A romance blossomed. They plan to marry next year at a woodsy lodge in Poulsbo, not far from where Kirk grew up.
Marks of change
Kirk's stylish bangs and fashionable clothes are another mark of change.
It happened last month with a fashion intervention at the Stanford pool. Friends and family banded together to get Kirk on TLC's "What Not to Wear."
On the show, which airs July 25, she received $5,000 to overhaul her wardrobe. The show's hosts sent her on a two-day shopping spree in San Francisco. By the time she finished, Kirk was "shopped into the ground."
The media appearances were fun, but the swimmer has narrowed her focus on the Olympics.
Qualifying for the Beijing Games has special meaning for Kirk, whose mother, Margaret, is Chinese American. She and sister Dana, also an elite swimmer, didn't have strong ties to their Asian roots while growing up on Puget Sound.

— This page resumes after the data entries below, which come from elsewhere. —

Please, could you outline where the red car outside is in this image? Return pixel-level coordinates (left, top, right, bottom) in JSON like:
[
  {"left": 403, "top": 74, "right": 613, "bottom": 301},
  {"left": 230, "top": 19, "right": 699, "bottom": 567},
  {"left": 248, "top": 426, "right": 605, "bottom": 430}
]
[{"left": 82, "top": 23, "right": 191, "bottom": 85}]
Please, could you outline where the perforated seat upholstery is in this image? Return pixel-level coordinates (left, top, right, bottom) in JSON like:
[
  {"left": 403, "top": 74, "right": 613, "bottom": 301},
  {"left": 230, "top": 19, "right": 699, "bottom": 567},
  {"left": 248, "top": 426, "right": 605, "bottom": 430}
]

"I know I am Chinese," said Margaret, an electrical engineer who once served on the Bremerton School Board. "Tara doesn't look Asian. For her, she had to discover it herself."
Advancing to Beijing in the breaststroke won't be easy. Besides Kirk, a silver medalist at last year's world championships, the United States boasts Olympic gold medalists Megan Jendrick and Amanda Beard, American record-holder Jessica Hardy and NCAA champion Rebecca Soni. Only two will qualify in the 100 and the 200 events. Kirk's chances are better in the 100 because of her speed.
Whoever reaches Beijing will have to contend with Australia's five-time Olympic medalist Leisel Jones, the world-record holder in the 100 at 1 minute, 05.09 seconds. Kirk, who had her best time of 1:06.34 last year, is the only one to recently defeat Jones in the event.
"We just need to get Tara to the meet," Mauer said. "Then Leisel will be nervous. It's in Tara's hands and she just needs to allow it to happen."
"Stronger and better"
That meant releasing as much pressure as possible before the trials.
A few weeks ago, Kirk arrived unannounced at Mauer's house to assess her coach's fashion sense in an improvised "What Not to Wear" moment. Kirk hauled away six bags of clothing.
Mauer encourages Kirk to be well-rounded; to earn a master's degree in anthropological sciences she wrote a thesis titled "Reflections: Using Avian Influenza to Investigate the Pandemic of 1918."
"There are eight legs to Tara's table," Mauer said. "When she draws on all of those pieces, she is stronger and better than just Tara the swimmer."
Kirk was a Rhodes scholar finalist in 2005 and ready to de-emphasize swimming until she failed to get the scholarship. One of the Rhodes' panelists had asked Kirk, "Why are you doing this sport where 100th of a second makes the difference? You could be out there changing the world?"
Kirk took the question to heart and considered quitting swimming.
But Donald Kennedy, the former Stanford president, offered, "If I were your age and had this great swimming career in front of me, I wouldn't give it up. It's not like you're going to lose brain power. So enjoy it. Live it up."
And remember, a happy Tara is a fast Tara.